Bloomberg/Sima Diab
Lebanon’s worst economic crisis in decades is forcing authorities to wade deeper into the kind of fiscal engineering that the International Monetary Fund (IMF) said risks undermining Banque du Liban (BdL) credibility, reported Bloomberg.
The central bank bought LBP 3 trillion ($2 billion) of Treasury bills from the government at one per cent well below market rates. BdL is expected to buy half as much again at the same rate by the end of the year to reduce the government’s rising debt costs.
The deal helps offset higher interest rates incurred by the finance ministry, which last month sold $3 billion in Eurobonds to the central bank at as much as 12 per cent.
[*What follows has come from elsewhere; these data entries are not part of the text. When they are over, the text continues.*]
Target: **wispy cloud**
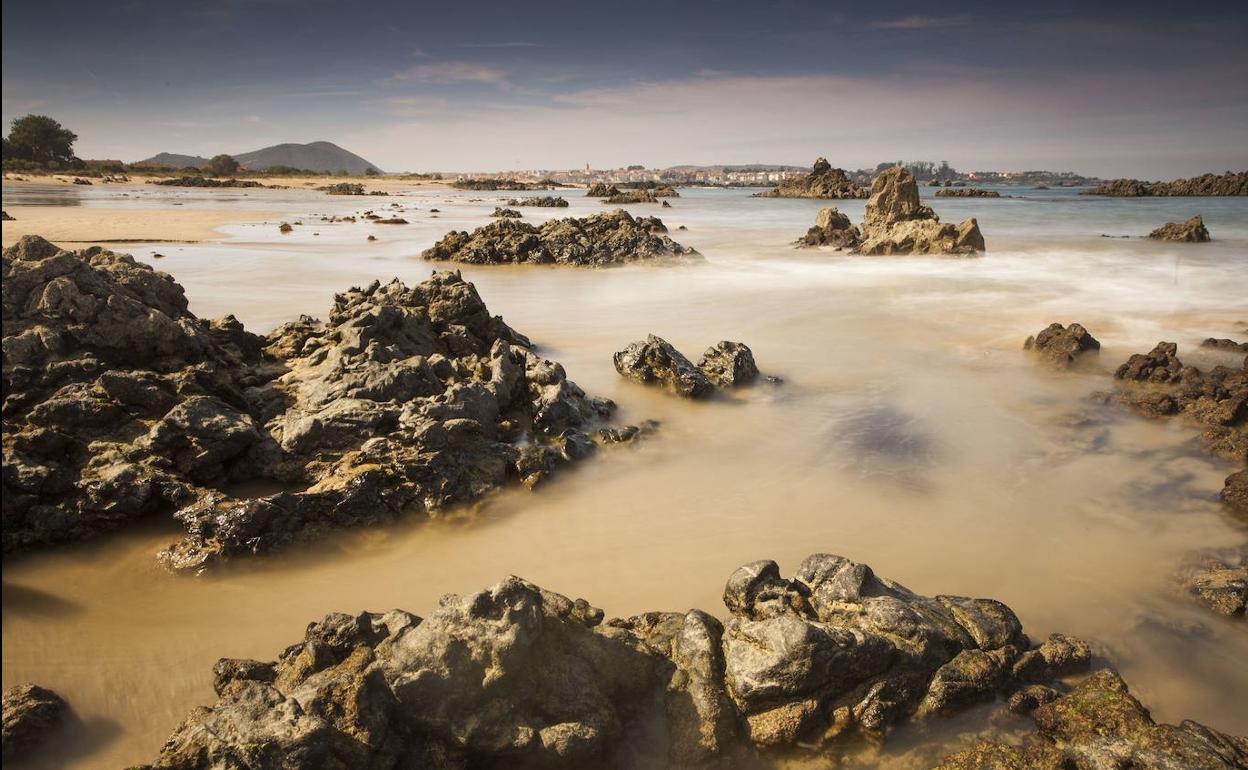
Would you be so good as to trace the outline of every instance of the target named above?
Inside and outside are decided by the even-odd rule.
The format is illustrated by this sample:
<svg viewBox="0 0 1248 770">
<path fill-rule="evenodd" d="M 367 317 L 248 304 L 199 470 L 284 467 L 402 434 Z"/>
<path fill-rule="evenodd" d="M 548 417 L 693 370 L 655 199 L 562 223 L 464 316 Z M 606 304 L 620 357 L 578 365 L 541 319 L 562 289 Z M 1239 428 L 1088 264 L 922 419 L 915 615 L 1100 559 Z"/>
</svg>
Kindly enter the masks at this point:
<svg viewBox="0 0 1248 770">
<path fill-rule="evenodd" d="M 965 16 L 902 16 L 871 22 L 876 29 L 937 29 L 957 27 L 969 21 Z"/>
<path fill-rule="evenodd" d="M 394 73 L 393 80 L 413 83 L 487 83 L 507 85 L 507 73 L 486 64 L 445 61 L 417 64 Z"/>
<path fill-rule="evenodd" d="M 526 40 L 512 40 L 504 43 L 460 43 L 460 48 L 541 48 L 541 43 Z"/>
</svg>

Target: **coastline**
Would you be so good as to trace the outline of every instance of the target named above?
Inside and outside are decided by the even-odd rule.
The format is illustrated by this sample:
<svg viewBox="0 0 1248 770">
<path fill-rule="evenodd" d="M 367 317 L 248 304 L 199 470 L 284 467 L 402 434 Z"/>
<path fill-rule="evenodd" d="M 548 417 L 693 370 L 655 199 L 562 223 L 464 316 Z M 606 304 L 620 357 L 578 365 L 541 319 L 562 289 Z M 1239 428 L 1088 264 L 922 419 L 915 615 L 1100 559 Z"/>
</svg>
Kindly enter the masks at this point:
<svg viewBox="0 0 1248 770">
<path fill-rule="evenodd" d="M 226 237 L 225 225 L 271 219 L 278 211 L 122 209 L 66 206 L 14 206 L 5 209 L 4 246 L 24 235 L 45 235 L 75 247 L 114 247 L 127 243 L 197 243 Z"/>
</svg>

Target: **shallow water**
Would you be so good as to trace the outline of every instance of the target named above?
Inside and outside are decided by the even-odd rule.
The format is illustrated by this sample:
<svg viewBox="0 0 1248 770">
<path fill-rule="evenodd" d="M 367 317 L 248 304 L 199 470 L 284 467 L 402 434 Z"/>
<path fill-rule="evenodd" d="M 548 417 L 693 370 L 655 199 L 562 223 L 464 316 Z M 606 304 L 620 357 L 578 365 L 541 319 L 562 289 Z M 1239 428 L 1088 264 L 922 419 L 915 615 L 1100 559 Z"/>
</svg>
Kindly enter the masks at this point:
<svg viewBox="0 0 1248 770">
<path fill-rule="evenodd" d="M 57 194 L 124 205 L 117 189 Z M 444 593 L 514 573 L 608 614 L 722 616 L 737 565 L 774 558 L 791 573 L 808 553 L 831 551 L 922 593 L 1000 599 L 1033 637 L 1093 639 L 1158 719 L 1246 734 L 1248 629 L 1170 582 L 1186 552 L 1245 539 L 1248 527 L 1216 497 L 1234 468 L 1196 447 L 1191 427 L 1085 397 L 1160 339 L 1190 363 L 1237 361 L 1196 345 L 1248 336 L 1248 201 L 1000 189 L 1026 197 L 931 201 L 945 220 L 978 217 L 982 258 L 797 251 L 788 244 L 820 202 L 688 190 L 671 209 L 629 208 L 661 216 L 705 265 L 464 267 L 492 312 L 587 391 L 614 399 L 621 421 L 658 419 L 660 432 L 535 493 L 506 491 L 442 521 L 344 533 L 206 578 L 155 565 L 176 534 L 160 522 L 7 560 L 4 685 L 51 687 L 86 723 L 88 740 L 65 742 L 53 764 L 116 767 L 150 759 L 190 708 L 213 700 L 217 658 L 271 659 L 327 612 L 424 614 Z M 232 312 L 255 331 L 323 314 L 353 284 L 421 280 L 434 267 L 421 249 L 513 197 L 246 192 L 179 200 L 285 209 L 304 224 L 288 236 L 270 221 L 226 228 L 222 243 L 162 244 L 167 258 L 153 264 L 186 287 L 196 313 Z M 526 208 L 526 219 L 605 208 L 564 194 L 571 208 Z M 411 225 L 318 221 L 392 203 Z M 861 219 L 862 201 L 837 203 Z M 1100 237 L 1197 212 L 1214 243 Z M 380 240 L 365 242 L 369 233 Z M 152 259 L 151 247 L 132 251 Z M 1103 343 L 1100 363 L 1063 376 L 1034 368 L 1022 340 L 1052 321 L 1087 326 Z M 624 381 L 611 353 L 649 332 L 691 357 L 744 341 L 785 384 L 692 404 Z M 982 728 L 968 717 L 903 732 L 883 756 L 858 761 L 922 767 L 933 745 Z"/>
</svg>

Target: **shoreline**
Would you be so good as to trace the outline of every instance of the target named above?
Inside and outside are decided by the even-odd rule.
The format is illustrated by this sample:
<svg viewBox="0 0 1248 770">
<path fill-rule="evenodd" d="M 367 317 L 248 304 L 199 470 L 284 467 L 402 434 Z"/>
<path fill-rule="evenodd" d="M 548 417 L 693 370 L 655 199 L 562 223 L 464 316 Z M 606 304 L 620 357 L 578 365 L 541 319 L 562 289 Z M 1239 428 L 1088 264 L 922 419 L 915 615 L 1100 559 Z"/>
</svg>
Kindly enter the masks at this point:
<svg viewBox="0 0 1248 770">
<path fill-rule="evenodd" d="M 54 243 L 75 247 L 129 243 L 199 243 L 223 240 L 220 228 L 258 222 L 283 215 L 281 211 L 182 210 L 177 208 L 96 208 L 69 206 L 14 206 L 5 211 L 12 220 L 3 227 L 5 247 L 25 235 L 42 235 Z"/>
</svg>

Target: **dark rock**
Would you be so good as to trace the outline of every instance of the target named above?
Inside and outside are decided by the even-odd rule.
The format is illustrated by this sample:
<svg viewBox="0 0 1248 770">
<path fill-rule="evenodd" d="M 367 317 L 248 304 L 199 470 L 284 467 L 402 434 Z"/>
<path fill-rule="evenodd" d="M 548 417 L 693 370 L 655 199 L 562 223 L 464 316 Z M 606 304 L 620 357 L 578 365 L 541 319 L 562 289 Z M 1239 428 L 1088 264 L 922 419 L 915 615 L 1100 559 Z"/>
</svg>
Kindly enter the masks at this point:
<svg viewBox="0 0 1248 770">
<path fill-rule="evenodd" d="M 1216 339 L 1209 337 L 1200 343 L 1202 348 L 1213 348 L 1214 350 L 1225 350 L 1228 353 L 1248 353 L 1248 342 L 1236 342 L 1230 339 Z"/>
<path fill-rule="evenodd" d="M 1167 222 L 1149 233 L 1148 237 L 1159 241 L 1182 243 L 1205 243 L 1210 240 L 1209 231 L 1205 229 L 1205 221 L 1200 218 L 1200 214 L 1186 222 Z"/>
<path fill-rule="evenodd" d="M 702 354 L 698 369 L 720 388 L 735 388 L 758 378 L 754 353 L 742 342 L 722 340 L 715 343 Z"/>
<path fill-rule="evenodd" d="M 1248 517 L 1248 470 L 1227 476 L 1221 497 L 1222 502 L 1226 503 L 1231 510 Z"/>
<path fill-rule="evenodd" d="M 985 190 L 982 187 L 963 187 L 957 190 L 942 189 L 936 191 L 937 198 L 1000 198 L 996 190 Z"/>
<path fill-rule="evenodd" d="M 379 225 L 405 225 L 408 221 L 403 217 L 390 217 L 388 219 L 374 219 L 374 223 Z"/>
<path fill-rule="evenodd" d="M 785 179 L 773 190 L 758 193 L 760 198 L 865 198 L 867 191 L 849 178 L 843 168 L 832 168 L 819 158 L 803 177 Z"/>
<path fill-rule="evenodd" d="M 508 206 L 541 206 L 543 208 L 567 208 L 568 202 L 555 195 L 542 195 L 534 198 L 512 198 Z"/>
<path fill-rule="evenodd" d="M 148 184 L 166 187 L 264 187 L 265 185 L 250 179 L 213 179 L 207 176 L 180 176 L 172 179 L 157 179 Z"/>
<path fill-rule="evenodd" d="M 619 194 L 620 188 L 613 184 L 608 184 L 607 182 L 597 182 L 592 184 L 589 189 L 585 191 L 586 198 L 610 198 L 613 195 Z"/>
<path fill-rule="evenodd" d="M 364 192 L 364 185 L 353 184 L 351 182 L 338 182 L 337 184 L 322 185 L 317 190 L 330 195 L 367 195 Z"/>
<path fill-rule="evenodd" d="M 495 206 L 494 213 L 490 214 L 490 216 L 496 219 L 519 219 L 524 215 L 515 209 L 505 209 L 501 206 Z"/>
<path fill-rule="evenodd" d="M 515 179 L 457 179 L 451 182 L 456 190 L 543 190 L 546 185 L 531 185 Z"/>
<path fill-rule="evenodd" d="M 618 192 L 607 198 L 603 203 L 612 205 L 626 205 L 630 203 L 658 203 L 659 199 L 650 193 L 649 190 L 631 190 L 629 192 Z"/>
<path fill-rule="evenodd" d="M 1248 544 L 1192 554 L 1180 567 L 1179 580 L 1208 609 L 1243 617 L 1248 606 Z"/>
<path fill-rule="evenodd" d="M 13 221 L 15 221 L 15 220 L 13 219 L 13 217 L 9 216 L 9 212 L 7 212 L 7 211 L 0 211 L 0 220 L 3 220 L 3 221 L 5 221 L 5 222 L 13 222 Z"/>
<path fill-rule="evenodd" d="M 715 386 L 671 343 L 653 334 L 614 356 L 615 370 L 643 385 L 658 385 L 686 398 L 707 398 Z"/>
<path fill-rule="evenodd" d="M 829 206 L 819 209 L 815 216 L 815 226 L 806 231 L 806 235 L 797 245 L 853 248 L 858 245 L 860 237 L 858 228 L 849 221 L 849 217 Z"/>
<path fill-rule="evenodd" d="M 906 169 L 881 172 L 871 184 L 862 219 L 860 254 L 974 254 L 984 250 L 979 223 L 954 226 L 919 202 L 919 188 Z"/>
<path fill-rule="evenodd" d="M 4 691 L 4 759 L 19 759 L 47 740 L 48 732 L 65 716 L 61 696 L 38 685 L 25 684 Z"/>
<path fill-rule="evenodd" d="M 1023 349 L 1034 351 L 1049 366 L 1068 369 L 1084 353 L 1099 353 L 1101 343 L 1081 324 L 1072 323 L 1067 327 L 1052 323 L 1034 337 L 1028 337 Z"/>
<path fill-rule="evenodd" d="M 1141 182 L 1138 179 L 1115 179 L 1112 182 L 1083 190 L 1080 195 L 1112 195 L 1139 198 L 1148 196 L 1227 196 L 1248 195 L 1248 171 L 1227 171 L 1222 176 L 1203 174 L 1173 182 Z"/>
<path fill-rule="evenodd" d="M 293 233 L 295 228 L 291 227 L 289 222 L 283 222 L 277 226 L 277 231 L 285 235 L 286 233 Z"/>
</svg>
The move is the latest sign of how the government, effectively shut out of bond markets amid a crippling political crisis, is increasingly relying on the central bank to prevent a financial meltdown. The country has been without a functioning government since Prime Minister Saad Hariri resigned in late October in the face of mass protests against corruption and inequality.
The turmoil has forced the government to indefinitely delay plans to tap bond markets for $3 billion. BdL also repaid maturing bonds this year on behalf of the government, including last month’s $1.5 billion eurobond.
The central bank intervention has drawn criticism from some local economists and even politicians, who say policymakers should use the country’s dwindling reserves to pay for vital imports instead of bonds.
Earlier this year, the IMF warned the central bank against subscribing to T-bill sales at below-market rates, saying that such ‘financial operations’ would erode its balance sheet. Lebanon sold 10-year bonds at a yield of 10 per cent in November 2019.